Bai Qing então olhou em volta, pegou o cinzeiro de vidro na mesa do computador e o segurou firmemente na mão. Depois disso, ficou parada perto da porta encostada na parede, esperando Zhang Heng entrar no quarto.
Cada segundo parecia dolorosamente longo.
Além disso, Bai Qing não sabia como escapar do cibercafé mesmo que conseguisse atordoar Zhang Heng. O dono gordo também devia ter sido substituído por alienígenas. Talvez pedir ajuda para a gangue de adolescentes lá fora fosse uma boa ideia. Ela simplesmente não fez o que podia para convencê-los.
O tempo arrastava-se, sem mostrar a menor misericórdia pelos nervos à flor da pele.
Finalmente, ela ouviu passos do lado de fora do quarto. A cada passo que se aproximava, o coração de Bai Qing batia mais forte.
Tudo acabaria em breve. Ela fechou os olhos, levantou o cinzeiro na mão e se preparou para atacar.
A pessoa do lado de fora da porta bateu duas vezes.
Não ouvindo nenhuma resposta do quarto depois de um tempo, a pessoa estendeu a mão e abriu a porta.
Ao mesmo tempo, Bai Qing, esperando ao lado, cerrou os dentes antes de arremessar o cinzeiro com toda a sua força. A pessoa, no entanto, conseguiu parar o golpe.
Depois disso, o homem entrou no quarto e fechou a porta suavemente.
A diferença de força entre os dois era simplesmente muito grande. Não importava o quanto Bai Qing se esforçasse, ela não conseguia se libertar de Zhang Heng. Ela queria abrir a boca e gritar, mas a mão de Zhang Heng a impediu.
“Sou eu.”
Bai Qing abriu os olhos e olhou para o rosto que a aterrorizava, e seu corpo começou a tremer ainda mais.
“Faça a pergunta.”
Quando viu Bai Qing acenando para ele, Zhang Heng começou a afrouxar o aperto aos poucos.

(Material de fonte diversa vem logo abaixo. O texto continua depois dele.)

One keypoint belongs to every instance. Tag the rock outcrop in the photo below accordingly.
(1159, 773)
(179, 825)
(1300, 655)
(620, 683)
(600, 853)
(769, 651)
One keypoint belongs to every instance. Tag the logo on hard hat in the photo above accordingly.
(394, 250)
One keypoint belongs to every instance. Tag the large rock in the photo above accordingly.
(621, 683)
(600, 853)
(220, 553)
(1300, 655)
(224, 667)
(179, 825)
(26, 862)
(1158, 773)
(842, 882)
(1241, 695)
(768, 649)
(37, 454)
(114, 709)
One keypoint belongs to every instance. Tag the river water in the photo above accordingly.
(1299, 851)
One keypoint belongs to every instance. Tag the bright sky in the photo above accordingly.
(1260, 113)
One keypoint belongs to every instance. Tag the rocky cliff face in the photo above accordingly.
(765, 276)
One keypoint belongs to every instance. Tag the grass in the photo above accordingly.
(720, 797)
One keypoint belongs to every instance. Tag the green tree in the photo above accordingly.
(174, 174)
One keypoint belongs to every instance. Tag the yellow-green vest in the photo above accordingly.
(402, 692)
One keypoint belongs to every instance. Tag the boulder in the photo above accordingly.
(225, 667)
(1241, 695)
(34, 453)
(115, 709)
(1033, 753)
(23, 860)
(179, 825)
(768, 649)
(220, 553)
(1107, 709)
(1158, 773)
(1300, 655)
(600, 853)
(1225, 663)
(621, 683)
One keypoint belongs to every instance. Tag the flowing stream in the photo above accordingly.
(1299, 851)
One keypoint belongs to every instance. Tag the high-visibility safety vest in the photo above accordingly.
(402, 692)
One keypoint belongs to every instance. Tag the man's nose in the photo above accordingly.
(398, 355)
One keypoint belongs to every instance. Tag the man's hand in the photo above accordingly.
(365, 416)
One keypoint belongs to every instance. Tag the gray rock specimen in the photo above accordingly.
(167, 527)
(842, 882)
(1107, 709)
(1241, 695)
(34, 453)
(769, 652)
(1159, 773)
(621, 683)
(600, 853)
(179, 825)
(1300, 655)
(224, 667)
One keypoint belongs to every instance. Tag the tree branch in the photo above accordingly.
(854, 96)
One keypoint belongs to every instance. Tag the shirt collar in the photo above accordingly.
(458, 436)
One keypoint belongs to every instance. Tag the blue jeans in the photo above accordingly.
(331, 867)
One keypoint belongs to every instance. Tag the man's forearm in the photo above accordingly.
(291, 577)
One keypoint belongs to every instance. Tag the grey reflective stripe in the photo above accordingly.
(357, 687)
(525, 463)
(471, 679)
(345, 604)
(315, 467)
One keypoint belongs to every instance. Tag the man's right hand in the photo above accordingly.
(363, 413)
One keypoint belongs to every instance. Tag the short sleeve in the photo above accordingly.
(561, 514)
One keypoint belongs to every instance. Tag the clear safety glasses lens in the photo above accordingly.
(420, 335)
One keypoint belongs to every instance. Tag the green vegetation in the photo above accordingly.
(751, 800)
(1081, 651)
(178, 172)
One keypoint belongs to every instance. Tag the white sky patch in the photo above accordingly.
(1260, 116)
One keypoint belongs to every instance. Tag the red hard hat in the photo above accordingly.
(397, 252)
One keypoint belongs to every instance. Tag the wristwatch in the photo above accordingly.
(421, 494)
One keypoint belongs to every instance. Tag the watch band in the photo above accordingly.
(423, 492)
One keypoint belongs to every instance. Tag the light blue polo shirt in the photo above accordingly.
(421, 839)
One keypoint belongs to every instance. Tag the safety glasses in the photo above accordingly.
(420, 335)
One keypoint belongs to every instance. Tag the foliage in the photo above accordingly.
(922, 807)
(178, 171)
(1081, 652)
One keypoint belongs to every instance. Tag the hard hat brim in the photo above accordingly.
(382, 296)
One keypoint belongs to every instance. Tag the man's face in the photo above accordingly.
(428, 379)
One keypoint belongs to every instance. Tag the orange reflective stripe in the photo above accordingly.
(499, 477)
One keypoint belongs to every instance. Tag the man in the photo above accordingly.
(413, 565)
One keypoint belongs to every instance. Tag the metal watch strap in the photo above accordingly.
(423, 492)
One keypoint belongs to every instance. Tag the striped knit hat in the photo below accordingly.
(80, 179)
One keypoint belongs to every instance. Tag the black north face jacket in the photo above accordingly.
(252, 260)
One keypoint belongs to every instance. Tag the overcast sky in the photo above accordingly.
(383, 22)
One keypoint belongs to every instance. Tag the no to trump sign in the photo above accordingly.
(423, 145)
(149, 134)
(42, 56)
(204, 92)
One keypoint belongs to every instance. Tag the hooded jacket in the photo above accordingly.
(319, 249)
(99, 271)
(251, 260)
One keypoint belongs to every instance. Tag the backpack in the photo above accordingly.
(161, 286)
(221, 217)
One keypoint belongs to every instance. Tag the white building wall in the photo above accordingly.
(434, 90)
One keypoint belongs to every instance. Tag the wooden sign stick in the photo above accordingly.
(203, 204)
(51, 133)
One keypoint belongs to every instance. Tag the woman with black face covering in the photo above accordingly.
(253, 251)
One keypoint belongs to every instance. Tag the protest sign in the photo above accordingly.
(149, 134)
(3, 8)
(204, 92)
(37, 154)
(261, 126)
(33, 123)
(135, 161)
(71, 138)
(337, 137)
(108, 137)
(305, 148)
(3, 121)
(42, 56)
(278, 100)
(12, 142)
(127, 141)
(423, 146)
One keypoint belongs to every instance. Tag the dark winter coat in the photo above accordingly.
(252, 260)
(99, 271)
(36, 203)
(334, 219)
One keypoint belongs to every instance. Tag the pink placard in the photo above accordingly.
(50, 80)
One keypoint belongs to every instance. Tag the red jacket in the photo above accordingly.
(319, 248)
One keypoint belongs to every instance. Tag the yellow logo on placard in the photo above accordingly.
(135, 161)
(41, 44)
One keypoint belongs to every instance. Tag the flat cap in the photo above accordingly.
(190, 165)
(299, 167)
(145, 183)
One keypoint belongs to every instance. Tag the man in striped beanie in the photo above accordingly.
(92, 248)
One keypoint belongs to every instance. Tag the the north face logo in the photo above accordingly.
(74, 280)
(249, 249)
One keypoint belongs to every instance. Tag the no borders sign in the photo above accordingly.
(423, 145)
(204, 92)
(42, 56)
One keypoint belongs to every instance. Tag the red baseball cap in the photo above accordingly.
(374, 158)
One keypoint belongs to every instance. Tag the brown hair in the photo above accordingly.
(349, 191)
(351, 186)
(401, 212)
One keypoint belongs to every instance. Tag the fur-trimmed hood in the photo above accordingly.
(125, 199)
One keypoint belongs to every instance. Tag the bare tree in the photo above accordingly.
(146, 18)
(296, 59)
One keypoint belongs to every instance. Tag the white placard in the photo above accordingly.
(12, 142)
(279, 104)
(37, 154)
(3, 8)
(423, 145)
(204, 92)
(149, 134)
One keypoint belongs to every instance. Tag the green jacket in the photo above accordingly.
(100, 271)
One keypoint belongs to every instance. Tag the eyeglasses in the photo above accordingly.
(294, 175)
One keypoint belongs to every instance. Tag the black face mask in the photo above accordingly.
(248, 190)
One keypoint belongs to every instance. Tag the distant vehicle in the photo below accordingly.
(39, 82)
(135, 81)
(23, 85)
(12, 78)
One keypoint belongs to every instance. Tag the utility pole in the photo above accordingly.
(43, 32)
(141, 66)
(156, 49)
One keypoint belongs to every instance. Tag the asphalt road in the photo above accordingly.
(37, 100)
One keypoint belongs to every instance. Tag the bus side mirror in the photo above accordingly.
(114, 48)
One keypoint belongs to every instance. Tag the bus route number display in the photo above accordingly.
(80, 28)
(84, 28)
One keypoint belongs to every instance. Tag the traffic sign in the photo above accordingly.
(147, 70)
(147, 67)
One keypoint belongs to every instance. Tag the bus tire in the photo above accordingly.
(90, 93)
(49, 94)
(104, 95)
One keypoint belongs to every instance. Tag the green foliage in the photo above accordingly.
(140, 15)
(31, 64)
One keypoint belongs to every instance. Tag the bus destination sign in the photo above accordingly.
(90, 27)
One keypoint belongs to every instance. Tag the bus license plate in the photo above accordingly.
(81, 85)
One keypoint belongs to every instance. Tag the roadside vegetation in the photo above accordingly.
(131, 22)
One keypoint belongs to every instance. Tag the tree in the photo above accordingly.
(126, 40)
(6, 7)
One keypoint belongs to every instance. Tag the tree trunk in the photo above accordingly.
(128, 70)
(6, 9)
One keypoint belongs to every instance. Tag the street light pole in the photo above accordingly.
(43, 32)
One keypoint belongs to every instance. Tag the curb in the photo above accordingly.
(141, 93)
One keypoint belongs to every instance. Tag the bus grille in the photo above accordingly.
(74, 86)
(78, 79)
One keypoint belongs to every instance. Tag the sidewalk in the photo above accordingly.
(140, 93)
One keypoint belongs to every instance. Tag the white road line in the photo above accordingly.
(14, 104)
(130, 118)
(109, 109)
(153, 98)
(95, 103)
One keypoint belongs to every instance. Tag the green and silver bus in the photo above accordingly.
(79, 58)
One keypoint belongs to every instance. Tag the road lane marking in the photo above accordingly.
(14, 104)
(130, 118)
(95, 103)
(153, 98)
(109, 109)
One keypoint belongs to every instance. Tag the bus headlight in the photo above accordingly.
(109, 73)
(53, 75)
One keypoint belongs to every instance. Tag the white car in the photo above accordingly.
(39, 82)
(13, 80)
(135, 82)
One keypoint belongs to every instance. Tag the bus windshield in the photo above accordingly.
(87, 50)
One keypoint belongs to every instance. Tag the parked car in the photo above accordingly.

“Você… você gosta de mim?” Bai Qing perguntou, tremendo como uma folha.
“Desculpe, eu venho de outro mundo”, respondeu Zhang Heng, soltando a garota aterrorizada.
No entanto, Bai Qing provavelmente ainda estava morta de medo. Embora ela não tenha tentado atingi-lo com o cinzeiro novamente, ela ainda tinha dificuldade em acreditar nele.
Zhang Heng então apontou para o bolso não usado na camisa de Bai Qing, e ela alcançou e tirou um rastreador minúsculo do tamanho de uma moeda.